Dr. Jessica Brian leads a new study to examine the effectiveness of a virtual parent-led intervention for toddlers with social communication challenges
If proven to be effective, the program will be a game-changer: it can provide a more accessible and low-cost way for families with young toddlers suspected of having autism to participate in evidence-based early interventions, regardless of where they live.
Co-founded by Dr. Brian, who is also co-lead of the Autism Research Centre, and Dr. Susan Bryson, Professor Emerita at Dalhousie University, the Social ABCs program is a parent-mediated intervention for toddlers with autism or related social communication challenges. Parents are coached on strategies to help with their child’s early development through play and social routines.
The CIHR-funded study will span across three sites – Toronto, Halifax (with Dr. Isabel Smith, Dr. Bryson and Dr. Pantelis Andreou) and in Edmonton (with Dr. Lonnie Zwaigenbaum). Some 120 families will receive the Social ABCs coaching virtually, and the researchers will measure progress. Participating parents will be asked for their feedback. Their valuable insights, along with two family advisors who are part of the research team, will help to shape the virtual intervention so that it meets the needs of families.

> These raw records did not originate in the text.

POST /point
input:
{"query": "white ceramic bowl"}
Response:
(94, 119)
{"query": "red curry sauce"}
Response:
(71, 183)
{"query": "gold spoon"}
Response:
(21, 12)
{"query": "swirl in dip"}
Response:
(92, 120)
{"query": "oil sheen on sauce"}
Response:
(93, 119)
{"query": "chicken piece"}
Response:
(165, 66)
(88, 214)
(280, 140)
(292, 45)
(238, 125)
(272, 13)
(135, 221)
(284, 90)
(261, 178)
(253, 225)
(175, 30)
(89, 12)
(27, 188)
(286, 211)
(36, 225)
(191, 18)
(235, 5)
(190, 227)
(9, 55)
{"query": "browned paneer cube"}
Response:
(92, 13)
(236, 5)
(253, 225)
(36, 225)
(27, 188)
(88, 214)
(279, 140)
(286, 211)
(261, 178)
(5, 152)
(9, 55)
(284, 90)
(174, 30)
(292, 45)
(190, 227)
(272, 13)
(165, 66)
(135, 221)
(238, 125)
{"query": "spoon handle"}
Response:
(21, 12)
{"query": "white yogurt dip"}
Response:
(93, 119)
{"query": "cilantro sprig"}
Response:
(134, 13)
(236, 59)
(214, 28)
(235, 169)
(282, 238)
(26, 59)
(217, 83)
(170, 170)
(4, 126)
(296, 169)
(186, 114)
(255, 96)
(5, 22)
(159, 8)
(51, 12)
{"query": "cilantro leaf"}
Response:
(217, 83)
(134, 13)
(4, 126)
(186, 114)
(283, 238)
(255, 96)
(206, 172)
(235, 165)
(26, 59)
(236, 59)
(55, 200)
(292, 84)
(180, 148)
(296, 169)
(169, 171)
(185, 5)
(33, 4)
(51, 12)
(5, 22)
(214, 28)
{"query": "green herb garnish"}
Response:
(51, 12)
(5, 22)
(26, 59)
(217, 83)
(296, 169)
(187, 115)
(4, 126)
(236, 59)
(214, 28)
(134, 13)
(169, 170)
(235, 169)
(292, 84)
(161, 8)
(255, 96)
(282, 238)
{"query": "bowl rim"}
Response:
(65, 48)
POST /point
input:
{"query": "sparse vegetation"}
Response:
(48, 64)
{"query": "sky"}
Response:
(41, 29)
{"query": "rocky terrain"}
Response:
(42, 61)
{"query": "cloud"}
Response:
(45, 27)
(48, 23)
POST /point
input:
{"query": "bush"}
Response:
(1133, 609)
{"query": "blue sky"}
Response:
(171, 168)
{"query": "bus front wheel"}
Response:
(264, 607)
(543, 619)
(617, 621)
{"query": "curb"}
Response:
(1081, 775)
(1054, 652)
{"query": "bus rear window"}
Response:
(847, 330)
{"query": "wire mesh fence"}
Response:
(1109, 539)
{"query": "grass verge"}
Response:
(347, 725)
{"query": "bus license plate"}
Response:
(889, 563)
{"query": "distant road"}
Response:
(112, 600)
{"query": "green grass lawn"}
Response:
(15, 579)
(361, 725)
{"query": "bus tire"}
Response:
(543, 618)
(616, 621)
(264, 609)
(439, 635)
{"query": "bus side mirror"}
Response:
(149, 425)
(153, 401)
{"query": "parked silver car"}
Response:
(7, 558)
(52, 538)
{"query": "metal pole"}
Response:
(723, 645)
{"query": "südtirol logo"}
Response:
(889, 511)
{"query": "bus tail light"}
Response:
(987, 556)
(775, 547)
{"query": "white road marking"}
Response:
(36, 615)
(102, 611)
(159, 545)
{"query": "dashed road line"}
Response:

This study will build on a recent pilot study where the program was offered virtually in a small group format to reach more families more quickly. “We’ve had really positive feedback from families who have participated in our earlier studies and we have seen some very exciting social communication gains in toddlers,” says Dr. Brian. “With this new study, we want to see whether the group-based virtual delivery of the intervention will also have a positive impact on parents and their toddlers.”
Already, the Social ABCs program has attracted interest across Canada and internationally. Dr. Brian and her team have trained other researchers and clinicians in other parts of Canada and have started collaborations with teams in Israel and India.
Future goals involve developing a program for infants aged six to 15 months, and using techniques such as brain imaging to learn more about what is happening in the brain as toddlers develop and learn through the program.
Dr. Brian says a brief program like this can be offered to families as soon as concerns are identified even before they are diagnosed so a child can start receiving the support they need very early in development while they are waiting for more intensive services.
“My hope is that Social ABCs becomes part of a standard care pathway for any babies or toddlers who are showing early challenges in their social communication development. Early learning can make a huge impact on later learning and development.”
The clinician investigator, however, cautions that the program should not be seen as the only early intervention that parents should be offered, but thought of as a strategy that can complement or precede other interventions or services that are already available in the community.
“We want to see the Social ABCs as one of a range of options that families have access to in the early years, recognizing the need for supports both early in development and across the lifespan.”